Under Rumsfeld, our armed forces swiftly accomplished the core military mission in Iraq. They removed the perceived threat posed by Saddam Hussein's regime. After that, the U.S. mission in Iraq was essentially political, not military -- and in John McCain's view that meant a U.S. "commitment to revolutionary democratic change."
So what?
"The true test of our power, and much of the moral basis for its use, lies not simply in ending dictatorship but in helping the Iraqi people construct a democratic future," said McCain. "This is what sets us aside from empire builders: the use of power for moral purpose."
As nice as this may sound, it is wrong.
There is only one moral justification for war: self-defense. And self-defense alone is not sufficient. A war of self-defense must also be a last resort, must have a reasonable chance of succeeding and cannot be anticipated to cause more damage than it prevents.
That's the Just War Theory, plain and simple. It's been forgotten by the radio-yappers who loudly insist that those who question "nation-building" are not "supporting the troops."

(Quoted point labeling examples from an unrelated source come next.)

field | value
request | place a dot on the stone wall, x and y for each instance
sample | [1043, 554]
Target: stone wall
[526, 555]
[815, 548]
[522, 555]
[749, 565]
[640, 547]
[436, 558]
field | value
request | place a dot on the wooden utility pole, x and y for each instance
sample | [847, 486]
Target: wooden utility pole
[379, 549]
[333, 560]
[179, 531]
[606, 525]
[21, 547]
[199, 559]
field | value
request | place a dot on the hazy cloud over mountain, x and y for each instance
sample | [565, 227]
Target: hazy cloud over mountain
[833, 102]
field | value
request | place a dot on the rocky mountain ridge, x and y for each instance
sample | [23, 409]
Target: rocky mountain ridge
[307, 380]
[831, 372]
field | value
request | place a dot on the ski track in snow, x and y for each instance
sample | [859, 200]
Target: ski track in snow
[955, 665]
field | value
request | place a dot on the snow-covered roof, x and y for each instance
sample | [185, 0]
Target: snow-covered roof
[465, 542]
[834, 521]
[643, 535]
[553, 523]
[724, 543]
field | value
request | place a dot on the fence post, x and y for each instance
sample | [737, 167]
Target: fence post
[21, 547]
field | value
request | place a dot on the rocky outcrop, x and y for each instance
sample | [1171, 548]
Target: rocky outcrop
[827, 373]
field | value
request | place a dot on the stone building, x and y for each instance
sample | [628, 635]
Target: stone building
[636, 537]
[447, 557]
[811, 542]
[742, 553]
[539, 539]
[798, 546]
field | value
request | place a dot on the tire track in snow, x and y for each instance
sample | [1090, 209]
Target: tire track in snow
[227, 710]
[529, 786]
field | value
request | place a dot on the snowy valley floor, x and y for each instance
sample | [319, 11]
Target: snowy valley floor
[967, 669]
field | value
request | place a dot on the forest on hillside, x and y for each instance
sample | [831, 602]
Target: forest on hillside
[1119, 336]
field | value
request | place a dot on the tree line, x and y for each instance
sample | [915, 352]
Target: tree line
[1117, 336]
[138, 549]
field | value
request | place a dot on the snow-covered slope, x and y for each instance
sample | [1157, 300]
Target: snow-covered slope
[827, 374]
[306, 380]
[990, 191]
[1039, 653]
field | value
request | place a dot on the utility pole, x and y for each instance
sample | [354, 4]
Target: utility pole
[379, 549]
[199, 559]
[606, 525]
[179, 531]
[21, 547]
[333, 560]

And those radio-yappers, Limbaugh included, are full of crap.
But McCain also based his case for war on an inaccurate assessment of the chances the United States could create a democracy in Iraq. "'Experts' who dismiss hopes for Iraqi democracy as naive and the campaign to liberate Iraq's people as dangerously destabilizing do not explain why they believe Iraqis or Arabs are uniquely unsuited to representative government, and they betray a cultural bigotry that ill serves our interests and values," McCain wrote.
In fact, there were serious reasons before the war to conclude it would be difficult to establish a stable government in Iraq, let alone a democracy, if Saddam were removed. One reason was Iraq's well-known ethnic-sectarian divisions -- Sunni, Shiite and Kurd -- and the historic tensions between them. Another was that Iraq was the birthplace of Shiite Islamism, and that many of Saddam's tyrannical acts had been aimed at suppressing leading Shiite Islamists, some of whom had fled to Iran where they plotted an Islamic revolution for their homeland.
And such reasons remain today.
McCain's about an inch away (philosophically) from the Globaloney Crowd we mentioned below. Maybe the Letterman show is the most appropriate forum for the Senator, after all.